T1DM (Type 1 diabetes mellitus) was a method of diabetics that influences around 1.25 million people. Many researchers have been interested in the control technique for diabetes and developed some blood glucose level controlling algorithms for each patient, yet it has some drawbacks. For this reason, Bahremand et al. [23] proposed ANN-based Model Predictive Control (MPC), the inputs from ANN are used for BGL forecast and MPC are used for the control method and the combination of ANN. The aforementioned method is tested based on the diabetic rat’s data of BGL, food intake, and insulin injection. Nevertheless, here it is tested on the model of animals, and it is harsh and often ineffectual.

The EdgeSDN-I4COVID architecture was proposed by Rahman et al. [24] for efficient and intelligent management during the COVID-19 pandemic considering IoT networks. Moreover, the paper presents the enabled layer of SDN like control, application, and data, to automatically and effectively monitor the IoT information. The result of the presented method indicated that it handles numerous attacks. However, the data confidentiality and security are less.

Roldan et al. [25] have proposed a Complex-based Event processing (CEP) framework to extract the meaningful information attained from the results of the network based on real-time decision making. Also, a novel event-driven IoT model was presented for reliable healthcare applications data analysis. The results indicated that the presented framework reduced costs, improved the quality of healthcare, and increased reliability. Moreover, the real-time implementation is not developed.

To address the non-functional requirements like availability, response time, reliability, and interoperability that include the best practices of Fog, Cloud planes, and IoT; Hajvali et al. [26] have presented a software framework for IoT-based healthcare (IoTH) systems. Also, the graph transformation method is utilized to express the operational semantics and model transformation.

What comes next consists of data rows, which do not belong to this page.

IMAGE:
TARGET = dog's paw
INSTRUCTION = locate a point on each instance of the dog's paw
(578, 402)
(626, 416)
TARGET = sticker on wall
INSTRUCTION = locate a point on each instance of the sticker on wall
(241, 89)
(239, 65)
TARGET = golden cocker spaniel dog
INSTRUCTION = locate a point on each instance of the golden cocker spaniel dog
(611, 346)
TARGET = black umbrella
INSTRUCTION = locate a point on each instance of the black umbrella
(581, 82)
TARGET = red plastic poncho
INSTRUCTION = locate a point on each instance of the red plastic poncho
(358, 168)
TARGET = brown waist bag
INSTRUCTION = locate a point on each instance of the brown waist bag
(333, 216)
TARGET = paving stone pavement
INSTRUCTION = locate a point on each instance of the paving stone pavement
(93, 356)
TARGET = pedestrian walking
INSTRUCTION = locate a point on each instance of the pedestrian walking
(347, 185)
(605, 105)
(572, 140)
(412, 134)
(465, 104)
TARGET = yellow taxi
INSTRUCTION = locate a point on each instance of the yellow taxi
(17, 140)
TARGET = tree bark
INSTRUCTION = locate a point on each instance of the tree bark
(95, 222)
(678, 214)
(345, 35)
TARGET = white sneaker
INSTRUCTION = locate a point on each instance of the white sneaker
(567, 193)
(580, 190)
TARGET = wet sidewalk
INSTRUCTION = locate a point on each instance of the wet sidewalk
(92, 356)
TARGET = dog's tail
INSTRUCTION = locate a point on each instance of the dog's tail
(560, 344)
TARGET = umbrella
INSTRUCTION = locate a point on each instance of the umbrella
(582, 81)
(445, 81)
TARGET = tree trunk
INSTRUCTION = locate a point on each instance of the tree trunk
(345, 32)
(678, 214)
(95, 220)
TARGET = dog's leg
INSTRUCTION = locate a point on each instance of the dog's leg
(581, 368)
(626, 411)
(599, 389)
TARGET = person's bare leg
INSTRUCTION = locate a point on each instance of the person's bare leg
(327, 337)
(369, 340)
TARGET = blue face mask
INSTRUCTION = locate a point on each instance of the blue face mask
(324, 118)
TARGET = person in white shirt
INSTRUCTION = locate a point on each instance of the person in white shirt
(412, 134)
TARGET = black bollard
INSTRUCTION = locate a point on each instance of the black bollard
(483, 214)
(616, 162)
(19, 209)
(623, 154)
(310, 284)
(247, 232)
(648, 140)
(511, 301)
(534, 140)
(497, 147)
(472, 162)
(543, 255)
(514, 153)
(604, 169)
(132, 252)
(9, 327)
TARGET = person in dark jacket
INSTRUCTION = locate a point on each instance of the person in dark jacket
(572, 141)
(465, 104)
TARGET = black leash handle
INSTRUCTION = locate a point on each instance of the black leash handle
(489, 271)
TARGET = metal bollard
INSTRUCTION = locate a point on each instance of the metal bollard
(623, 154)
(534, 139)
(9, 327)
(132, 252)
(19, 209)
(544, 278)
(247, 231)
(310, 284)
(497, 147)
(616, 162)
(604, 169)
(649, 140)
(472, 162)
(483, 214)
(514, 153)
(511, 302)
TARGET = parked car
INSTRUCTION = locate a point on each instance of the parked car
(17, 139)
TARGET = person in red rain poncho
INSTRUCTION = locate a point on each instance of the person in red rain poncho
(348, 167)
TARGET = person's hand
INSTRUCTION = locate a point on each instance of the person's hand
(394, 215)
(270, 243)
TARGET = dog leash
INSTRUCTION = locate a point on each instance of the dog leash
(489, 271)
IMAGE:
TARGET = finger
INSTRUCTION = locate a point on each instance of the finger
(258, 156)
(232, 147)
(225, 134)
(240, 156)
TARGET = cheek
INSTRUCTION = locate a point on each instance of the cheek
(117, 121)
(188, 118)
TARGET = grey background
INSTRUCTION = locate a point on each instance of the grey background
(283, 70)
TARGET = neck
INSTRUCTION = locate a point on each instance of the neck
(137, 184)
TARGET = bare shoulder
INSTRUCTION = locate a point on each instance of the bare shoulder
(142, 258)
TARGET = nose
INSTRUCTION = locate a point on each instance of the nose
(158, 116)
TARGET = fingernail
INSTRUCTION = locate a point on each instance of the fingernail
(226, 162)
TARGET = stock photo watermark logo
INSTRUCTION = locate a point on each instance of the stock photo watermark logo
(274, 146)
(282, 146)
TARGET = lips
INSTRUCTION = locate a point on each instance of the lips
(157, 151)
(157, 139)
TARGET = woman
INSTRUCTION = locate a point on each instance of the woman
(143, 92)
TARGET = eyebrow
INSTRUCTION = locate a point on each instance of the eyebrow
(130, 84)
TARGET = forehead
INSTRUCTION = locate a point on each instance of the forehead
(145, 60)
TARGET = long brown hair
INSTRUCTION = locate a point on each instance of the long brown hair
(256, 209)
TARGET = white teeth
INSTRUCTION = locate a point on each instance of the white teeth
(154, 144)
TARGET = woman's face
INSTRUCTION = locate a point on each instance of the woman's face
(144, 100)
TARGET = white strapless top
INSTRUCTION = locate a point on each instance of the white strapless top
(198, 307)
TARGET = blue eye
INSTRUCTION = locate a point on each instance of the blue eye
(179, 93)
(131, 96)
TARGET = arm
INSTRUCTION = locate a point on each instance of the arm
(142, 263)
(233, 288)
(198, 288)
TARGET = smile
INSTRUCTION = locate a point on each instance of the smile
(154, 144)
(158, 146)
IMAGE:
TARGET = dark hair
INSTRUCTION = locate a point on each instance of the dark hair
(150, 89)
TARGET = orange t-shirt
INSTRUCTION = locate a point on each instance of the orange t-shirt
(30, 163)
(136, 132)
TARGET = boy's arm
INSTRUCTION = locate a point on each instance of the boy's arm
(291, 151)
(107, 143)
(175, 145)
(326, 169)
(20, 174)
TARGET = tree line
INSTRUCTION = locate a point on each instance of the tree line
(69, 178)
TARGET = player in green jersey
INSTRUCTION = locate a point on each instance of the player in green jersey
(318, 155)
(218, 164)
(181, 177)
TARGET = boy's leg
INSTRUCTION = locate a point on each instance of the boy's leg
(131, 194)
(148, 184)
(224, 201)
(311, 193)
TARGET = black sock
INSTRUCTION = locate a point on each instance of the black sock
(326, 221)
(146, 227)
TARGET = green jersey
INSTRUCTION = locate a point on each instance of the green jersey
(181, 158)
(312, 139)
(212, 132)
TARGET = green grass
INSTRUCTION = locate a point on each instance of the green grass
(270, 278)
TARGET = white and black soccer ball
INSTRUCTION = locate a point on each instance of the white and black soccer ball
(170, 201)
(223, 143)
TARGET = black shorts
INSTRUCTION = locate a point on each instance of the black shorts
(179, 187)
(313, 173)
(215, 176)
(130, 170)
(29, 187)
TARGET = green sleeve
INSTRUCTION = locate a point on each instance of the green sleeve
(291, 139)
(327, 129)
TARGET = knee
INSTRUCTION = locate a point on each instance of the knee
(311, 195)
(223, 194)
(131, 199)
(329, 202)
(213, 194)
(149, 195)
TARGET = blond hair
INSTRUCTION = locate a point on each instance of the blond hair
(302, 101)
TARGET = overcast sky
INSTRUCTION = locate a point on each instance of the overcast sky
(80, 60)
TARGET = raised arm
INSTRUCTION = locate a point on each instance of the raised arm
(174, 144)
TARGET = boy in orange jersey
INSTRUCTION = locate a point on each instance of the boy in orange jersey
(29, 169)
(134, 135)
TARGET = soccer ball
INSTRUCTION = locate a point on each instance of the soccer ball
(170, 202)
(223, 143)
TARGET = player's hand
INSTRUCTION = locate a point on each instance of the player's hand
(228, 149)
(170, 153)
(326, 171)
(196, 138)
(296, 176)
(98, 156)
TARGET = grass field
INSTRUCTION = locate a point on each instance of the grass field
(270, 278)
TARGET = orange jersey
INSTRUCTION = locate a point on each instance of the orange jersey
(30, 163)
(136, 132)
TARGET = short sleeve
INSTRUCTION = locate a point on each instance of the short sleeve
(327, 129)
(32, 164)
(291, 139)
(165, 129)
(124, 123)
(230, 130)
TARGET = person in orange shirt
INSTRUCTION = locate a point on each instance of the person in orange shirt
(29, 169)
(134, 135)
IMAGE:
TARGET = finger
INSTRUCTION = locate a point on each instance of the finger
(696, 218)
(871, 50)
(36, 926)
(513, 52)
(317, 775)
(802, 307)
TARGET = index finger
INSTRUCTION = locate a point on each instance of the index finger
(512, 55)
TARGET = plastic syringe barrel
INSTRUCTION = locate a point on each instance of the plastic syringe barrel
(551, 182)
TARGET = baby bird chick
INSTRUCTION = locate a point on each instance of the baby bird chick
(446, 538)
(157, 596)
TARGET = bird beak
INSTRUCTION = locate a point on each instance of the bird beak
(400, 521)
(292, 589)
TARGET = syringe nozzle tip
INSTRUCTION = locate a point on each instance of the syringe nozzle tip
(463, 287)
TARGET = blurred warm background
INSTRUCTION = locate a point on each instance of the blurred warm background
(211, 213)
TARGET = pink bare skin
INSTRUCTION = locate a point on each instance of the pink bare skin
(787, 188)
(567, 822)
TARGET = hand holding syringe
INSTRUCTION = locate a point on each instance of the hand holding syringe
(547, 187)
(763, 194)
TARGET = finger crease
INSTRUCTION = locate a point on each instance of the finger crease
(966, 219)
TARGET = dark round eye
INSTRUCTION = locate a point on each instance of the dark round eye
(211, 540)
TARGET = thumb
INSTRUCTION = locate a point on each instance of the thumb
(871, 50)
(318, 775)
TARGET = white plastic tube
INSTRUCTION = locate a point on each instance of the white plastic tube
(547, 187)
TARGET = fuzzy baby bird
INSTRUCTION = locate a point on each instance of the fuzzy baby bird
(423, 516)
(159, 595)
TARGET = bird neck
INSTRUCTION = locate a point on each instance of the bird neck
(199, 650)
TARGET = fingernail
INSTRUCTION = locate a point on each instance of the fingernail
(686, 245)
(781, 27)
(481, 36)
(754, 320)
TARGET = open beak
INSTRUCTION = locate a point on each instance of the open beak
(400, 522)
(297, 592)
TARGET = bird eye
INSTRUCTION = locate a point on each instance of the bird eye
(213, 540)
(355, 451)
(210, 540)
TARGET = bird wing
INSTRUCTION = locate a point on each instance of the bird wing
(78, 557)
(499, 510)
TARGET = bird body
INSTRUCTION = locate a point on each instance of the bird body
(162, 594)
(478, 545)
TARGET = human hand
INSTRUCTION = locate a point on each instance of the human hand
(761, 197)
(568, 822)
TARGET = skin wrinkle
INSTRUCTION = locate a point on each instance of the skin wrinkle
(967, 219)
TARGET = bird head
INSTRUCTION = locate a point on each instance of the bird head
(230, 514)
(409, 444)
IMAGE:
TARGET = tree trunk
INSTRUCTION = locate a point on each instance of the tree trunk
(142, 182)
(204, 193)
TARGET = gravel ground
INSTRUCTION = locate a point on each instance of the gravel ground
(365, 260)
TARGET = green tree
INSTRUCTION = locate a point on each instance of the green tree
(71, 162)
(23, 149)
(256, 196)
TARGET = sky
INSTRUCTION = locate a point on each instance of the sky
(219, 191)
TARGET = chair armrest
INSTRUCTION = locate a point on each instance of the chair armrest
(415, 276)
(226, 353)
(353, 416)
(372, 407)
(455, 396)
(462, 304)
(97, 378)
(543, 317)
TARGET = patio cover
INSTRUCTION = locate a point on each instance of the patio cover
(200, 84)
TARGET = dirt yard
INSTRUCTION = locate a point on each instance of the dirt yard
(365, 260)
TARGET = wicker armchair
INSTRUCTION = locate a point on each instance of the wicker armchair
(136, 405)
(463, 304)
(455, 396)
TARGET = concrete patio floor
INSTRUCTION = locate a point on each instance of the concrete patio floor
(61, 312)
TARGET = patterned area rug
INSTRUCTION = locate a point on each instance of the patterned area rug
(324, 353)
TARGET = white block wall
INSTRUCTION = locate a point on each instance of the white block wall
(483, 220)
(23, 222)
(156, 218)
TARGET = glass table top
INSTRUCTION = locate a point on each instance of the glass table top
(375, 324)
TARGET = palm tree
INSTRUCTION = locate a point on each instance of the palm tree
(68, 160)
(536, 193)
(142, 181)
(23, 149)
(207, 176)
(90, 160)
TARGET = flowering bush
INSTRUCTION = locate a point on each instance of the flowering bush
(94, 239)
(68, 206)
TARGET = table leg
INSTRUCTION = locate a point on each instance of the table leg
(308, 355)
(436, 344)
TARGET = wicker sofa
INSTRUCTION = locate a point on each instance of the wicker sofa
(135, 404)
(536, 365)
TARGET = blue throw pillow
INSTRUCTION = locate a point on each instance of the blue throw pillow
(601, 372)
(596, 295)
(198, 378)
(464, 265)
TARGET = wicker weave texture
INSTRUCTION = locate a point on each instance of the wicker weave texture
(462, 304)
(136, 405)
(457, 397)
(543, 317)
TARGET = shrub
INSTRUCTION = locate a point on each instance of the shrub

The result of the proposed framework proved that it is eligible and competent for IoTH systems ecosystem. Moreover, the high-availability services and real-times are not applicable.

Ali et al. [27] have proposed a novel FOG-assisted communication and computing infrastructure (CnCI) framework for IoTH facilities. This model was proposed to minimize the weighted infrastructure sum and IoTH operational costs. To solve the issues in IoTH network planning, a Swarm-Intelligence model was utilized. Moreover, this method is reliable, cost-effective, and secure. However, the integer programming problems are big.

The key contributions of this research are summarized below:

  • Initially, the dataset is trained to the system, which involves IoT sensed data, medical data, and medical records.

  • Here, the IoT sensed data is attained by applying biosensors in the human body and obtaining actual medical information about a patient via IoT, stored in the cloud storage.

  • Moreover, the gathered data is trained and tested by a novel GFIbALO with a regression tree approach for classifying and predicting diseases.

  • Subsequently, the utilized dataset is preprocessed, and feature selection is done using a regression tree module. Also, the developed GFIbALO approach classifies the severity of the diseases.

  • Consequently, if the patients are affected by any diseases, they can get a warning via SMS, email, etc., and get the doctors’ advisory. Thus it provides IoT-based healthcare solutions at anytime and anywhere.

  • The proposed disease prediction method is compared with other existing techniques regarding its specificity, sensitivity, accuracy precision, recall, processing time, Matthews Correlation Coefficient (MCC), and Area under Curve (AUC). Thus the results show the effectiveness of the proposed approach.

3 System model

Nowadays, cloud with IoT-based health monitoring is one of the most challenging and interesting concepts for diagnosing diseases. IoT-based applications is widely used worldwide because it can be accessed from anywhere at any time [28]. In a remote healthcare system, the IoT-based biosensors are connected to the human body, which can sense the parameters such as blood, sugar, heartbeat rate, body temperature, etc. Consequently, in the communication of health data, associated application layers are utilized in the IoT cloud database [29]. Then, this medical data is passed over the prediction technique by training the data. The system model of IoT-based healthcare is shown in Fig. 1. In healthcare data analytics, the diagnosis of diseases has three main functions i.e. preprocessing, feature extraction, and classification. The noisy and annoying data are removed by the data preprocessing unit. Moreover, the feature extraction will generate a new subclass from certain features by the training data. After that, the classification algorithm is utilized to predict and diagnose diseases. The parameters more relevant to the particular disease can be observed. This will help the medical practitioners to recognize the origin causes of illness in wisdom.

Fig. 1
figure 1

The system model of IoT based healthcare system

However, disease prediction and hospitalization consume more energy, cost, and time. In healthcare administration (medical centers, hospitals), providing quality treatment is the main challenge [30]. Because of poor medical treatments and lack of experts can cause high faulty diagnosed circumstances. Therefore, a rapid and efficient prediction system has required to progress. The life of the patients requires saving significantly by the appropriate diagnosis and following medical treatment at the early stage [31]. In recent times, most hospitals sort the data systems of the patient to accomplish their health care. Moreover, these methods normally create large amounts of data in text, numbers, images, and charts. Unfortunately, these data are often used to care for medical result-making [32]. This practice tends to errors, annoying prejudices, and increases medical costs, which affects the excellence of aid given to the patients. Therefore, healthcare resources must be enhanced by extending the range of regular machine learning and computing techniques.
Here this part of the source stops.